The report – based on an online survey to which 71 Bay Area organizations responded and two focus groups of 20 nonprofit executives – identifies challenges similar to those of many nonprofits in many locations: limited financial resources, small staff, inadequate planning and marketing, and only basic program evaluation.

Unique, though, is the report’s recommendation that the solution for Black-led nonprofits is a multi-year, collective effort organized by the Bay Area Black United Fund to provide access to increased resources, advice, coaching, training, and succession planning for nonprofit leaders.

“The way this is going to change, the way nonprofit organizations serving vulnerable communities will become more sustainable,” said East Bay Community Foundation President & CEO James W. Head, a member of the BABUF working group that managed the study, “is through these very organizations working together, not separately, in a concentrated, funded, collective effort.

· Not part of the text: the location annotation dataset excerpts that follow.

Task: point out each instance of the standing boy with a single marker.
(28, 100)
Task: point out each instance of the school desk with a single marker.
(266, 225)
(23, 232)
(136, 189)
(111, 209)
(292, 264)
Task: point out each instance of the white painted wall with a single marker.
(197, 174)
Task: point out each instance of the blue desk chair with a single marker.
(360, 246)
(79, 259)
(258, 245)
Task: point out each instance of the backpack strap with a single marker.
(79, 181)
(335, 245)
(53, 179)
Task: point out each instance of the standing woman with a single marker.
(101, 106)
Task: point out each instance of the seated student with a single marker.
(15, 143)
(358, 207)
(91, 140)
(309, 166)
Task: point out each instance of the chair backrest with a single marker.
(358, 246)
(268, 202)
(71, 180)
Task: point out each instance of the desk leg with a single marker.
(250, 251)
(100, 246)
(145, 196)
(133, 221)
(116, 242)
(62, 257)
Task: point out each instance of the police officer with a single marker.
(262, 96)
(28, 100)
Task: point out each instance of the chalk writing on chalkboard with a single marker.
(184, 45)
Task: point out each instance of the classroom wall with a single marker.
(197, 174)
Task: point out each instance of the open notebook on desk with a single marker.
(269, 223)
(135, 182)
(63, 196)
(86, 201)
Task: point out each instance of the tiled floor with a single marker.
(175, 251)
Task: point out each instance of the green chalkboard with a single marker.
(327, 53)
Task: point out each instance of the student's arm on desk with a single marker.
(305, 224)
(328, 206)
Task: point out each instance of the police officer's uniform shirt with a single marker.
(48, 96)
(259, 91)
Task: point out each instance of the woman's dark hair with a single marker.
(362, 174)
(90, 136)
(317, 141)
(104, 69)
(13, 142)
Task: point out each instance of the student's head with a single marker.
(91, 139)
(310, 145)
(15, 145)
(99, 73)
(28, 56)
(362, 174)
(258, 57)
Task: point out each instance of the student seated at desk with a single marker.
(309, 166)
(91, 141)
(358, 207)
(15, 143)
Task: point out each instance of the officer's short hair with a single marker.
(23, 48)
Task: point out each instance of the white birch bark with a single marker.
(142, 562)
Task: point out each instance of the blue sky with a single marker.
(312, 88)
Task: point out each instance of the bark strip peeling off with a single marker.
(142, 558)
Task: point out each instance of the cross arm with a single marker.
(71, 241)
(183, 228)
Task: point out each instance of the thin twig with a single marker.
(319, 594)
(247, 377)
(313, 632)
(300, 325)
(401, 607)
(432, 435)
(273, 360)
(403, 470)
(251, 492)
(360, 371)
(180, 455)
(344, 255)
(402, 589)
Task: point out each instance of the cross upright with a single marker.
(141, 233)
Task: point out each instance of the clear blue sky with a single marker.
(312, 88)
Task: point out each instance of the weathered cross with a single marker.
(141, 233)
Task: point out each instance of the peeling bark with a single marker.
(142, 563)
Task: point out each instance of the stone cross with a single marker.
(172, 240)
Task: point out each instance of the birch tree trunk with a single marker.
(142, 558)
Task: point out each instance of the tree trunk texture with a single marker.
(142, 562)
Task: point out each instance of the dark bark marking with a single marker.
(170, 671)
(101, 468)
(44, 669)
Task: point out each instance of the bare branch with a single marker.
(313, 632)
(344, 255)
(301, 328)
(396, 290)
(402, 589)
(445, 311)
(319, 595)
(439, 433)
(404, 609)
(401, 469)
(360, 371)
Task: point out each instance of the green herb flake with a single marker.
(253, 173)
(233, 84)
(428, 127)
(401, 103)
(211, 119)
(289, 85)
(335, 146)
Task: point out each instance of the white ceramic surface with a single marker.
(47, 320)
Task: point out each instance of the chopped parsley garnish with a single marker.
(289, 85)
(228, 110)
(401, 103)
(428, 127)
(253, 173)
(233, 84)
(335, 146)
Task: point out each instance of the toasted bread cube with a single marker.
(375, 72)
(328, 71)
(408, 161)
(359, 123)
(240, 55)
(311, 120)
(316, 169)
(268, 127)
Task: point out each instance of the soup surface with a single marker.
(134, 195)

The effort must provide new tools and resources, as well as increased efficiency by sharing common administrative and support services, such as office space, financial accounting, and other functions.”

At the same time, Bay Area Black-led organizations tend to be mature, anchor institutions serving the most vulnerable populations with committed and passionate leaders and Boards.
“The role and need of Black-led organizations is inescapable. Historically, Black-led organizations and leaders, closest to communities, have ensured that communities most impacted by inequities had a voice in defining solutions, developing policies and changing unjust institutional practices” said Sandra Davis, Program Manager for The California Endowment. “Today, Black children are disproportionately disciplined and pushed out of schools, racially profiled, unemployed, locked up and killed. Inequities are as stark as ever. California’s future is tied to the life course of these children, and the Black-led institutions with the deepest credibility to serve, advocate and organize in these communities.”

According to the report, 32% of the leaders responding to the survey have been at the helm of their organizations for more than 10 years and 63% are contemplating an exit within the next five years. A critical issue is the lack of a leadership pipeline to fill these future gaps.

Leaders of Black-led organizations cited the three most critical resources needed for success: additional revenue to support growth; best-in-class organizational systems and training; and leadership development for Boards and staff.

This report helps make the case for longer-term, strategic and culturally appropriate investments in building the capacity of BLOs in the Bay Area. A comprehensive field-building model is paramount to move Bay Area BLO’s from crisis to change. A field-building model should include strategies to stabilize, grow and sustain these important organizations through: multi-year core support; assistance creating and building social enterprises and reserves; technology upgrades; learning and networking opportunities; and, mentoring and leadership development pipelines.

The research was supported by grants from The California Endowment, The Kapor Center for Social Impact, The San Francisco Foundation and The Y&H Soda Foundation and led by a working group that also included representatives of the Bay Area Black United Fund, The Brotherhood of Elders and The East Bay Community Foundation.

The Bay Area Black United Fund (BABUF; www.babuf.org) is a nonprofit regional intermediary located in Oakland, California. After 35 years, BABUF remains a conduit of transformational change and community impact and has a renewed purpose and strategies for uplifting and elevating Black communities. BABUF is a bridge between community-based organizations and donors aimed at increasing support for and strengths of organizations serving vulnerable communities.